It is widely believed that the abundance of the principal gases N2 and O2 is determined by equilibrium chemistry. One of the larger problems in the atmospheric sciences is that of reconciling this belief with the uncomfortable fact that these same gases are cycled by the Biosphere with a geometric mean residence time measured in thousands of years. The more thoroughly the inventory of an individual gas is audited the more certain it seems that inorganic equilibrium or steady state processes determine its atmospheric concentration but the same audit frequently further reveals the extent of its biological involvement. A lucid account of contemporary information on the problem of the cycle of gases is in the paper of Junge (1972).

This paper presents a new view of the atmosphere, one in which it is seen as a component part of the biosphere rather than as a mere environment for life. In this new context the incompatibilities of biological cycles and inorganic equilibria are seen as more apparent than real.

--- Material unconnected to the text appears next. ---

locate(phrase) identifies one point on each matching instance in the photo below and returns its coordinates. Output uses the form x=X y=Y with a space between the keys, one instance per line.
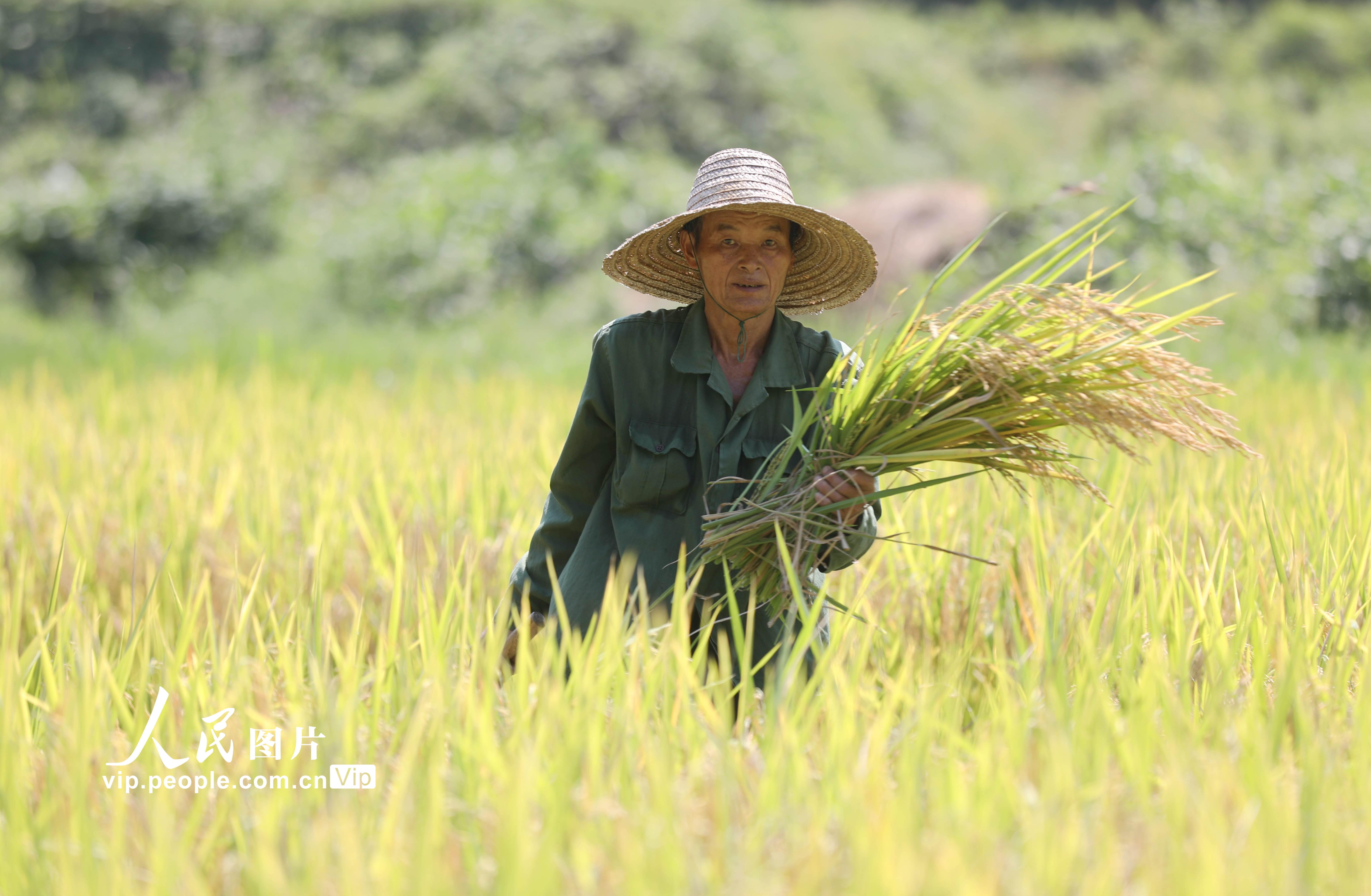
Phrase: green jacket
x=655 y=427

A starting point is a consideration of the profoundly anomalous composition of the Earth’s atmosphere when it is compared with that of the expected atmosphere of a planet interpolated between Mars and Venus. Thus on Earth the simultaneous presence of O2 and CH4 at the present concentrations is a violation of the rules of equilibrium chemistry of no less than 30 orders of magnitude. Indeed so great is the disequilibrium among the gases of the Earth’s atmosphere that it tends towards a combustible mixture, whereas the gases of Mars and Venus are close to chemical equilibrium and are more like combustion products.

The anomalous nature of the atmosphere has been known since Lewis & Randall (1923) first commented that at the pE and pH of the Earth the stable compound of nitrogen is the N03- ion in the oceans; gaseous nitrogen should not be present. In spite of reminders by Hutchinson (1954) and Sillén (1966) this anomaly has remained unnoticed in the debate on atmospheric cycles.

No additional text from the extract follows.